18 Advanced exercises

For the final part of the course we would like you to work on more open ended problems. The goal is to carry out the type of analyses that you would be doing for an actual research project.

Participants who have their own dataset that they are interested in should feel free to work with them.

For other participants we recommend downloading a dataset from the conquer resource (consistent quantification of external rna-seq data). conquer uses Salmon to quantify the transcript abundances in a given sample. For a given organism, the fasta files containing cDNA and ncRNA sequences from Ensembl are complemented with ERCC spike-in sequences, and a Salmon quasi-mapping index is built for the entire catalog. Then Salmon is run to estimate the abundance of each transcript. The abundances estimated by Salmon are summarised and provided to the user in the form of a MultiAssayExperiment object. This object can be downloaded via the buttons in the MultiAssayExperiment column. The provided MultiAssayExperiment object contains two “experiments”, corresponding to the gene-level and transcript-level values.

The gene-level experiment contains four “assays”:

  • TPM
  • count
  • count_lstpm (count-scale length-scaled TPMs)
  • avetxlength (the average transcript length, which can be used as offsets in count models based on the count assay, see here).

The transcript-level experiment contains three “assays”:

  • TPM
  • count
  • efflength (the effective length estimated by Salmon)

The MultiAssayExperiment also contains the phenotypic data (in the colData slot), as well as some metadata for the data set (the genome, the organism and the Salmon index that was used for the quantification).

Here we will show you how to create an SCE from a MultiAssayExperiment object. For example, if you download Shalek2013 dataset you will be able to create an SCE using the following code:

You can also see that several different QC metrics have already been pre-calculated on the conquer website.

Here are some suggestions for questions that you can explore:

  • There are two mESC datasets from different labs (i.e. Xue and Kumar). Can you merge them and remove the batch effects?

  • Clustering and pseudotime analysis look for different patterns among cells. How might you tell which is more appropriate for your dataset?

  • One of the main challenging in hard clustering is to identify the appropriate value for k. Can you use one or more of the clustering tools to explore the different hierarchies available? What are good mathematical and/or biological criteria for determining k?

  • The choice of normalization strategy matters, but how do you determine which is the best method? Explore the effect of different normalizations on downstream analyses.

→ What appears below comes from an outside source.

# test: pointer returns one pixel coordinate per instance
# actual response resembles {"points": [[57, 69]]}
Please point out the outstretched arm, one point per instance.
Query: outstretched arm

  • scRNA-seq datasets are high-dimensional and since most dimensions (ie genes) are not informative. Consequently, dimensionality reduction and feature selection are important when analyzing and visualizing the data. Consider the effect of different feature selection methods and dimensionality reduction on clustering and/or pseudotime inference.

  • One of the main challenges after clustering cells is to interpret the biological relevance of the subpopulations. One approach is to identify gene ontology terms that are enriched for the set of marker genes. Identify marker genes (e.g. using SC3 or M3Drop) and explore the ontology terms using gProfiler, WebGestalt or DAVID.

  • Similarly, when ordering cells according to pseudotime we would like to understand what underlying cellular processes are changing over time. Identify a set of changing genes from the aligned cells and use ontology terms to characterize them.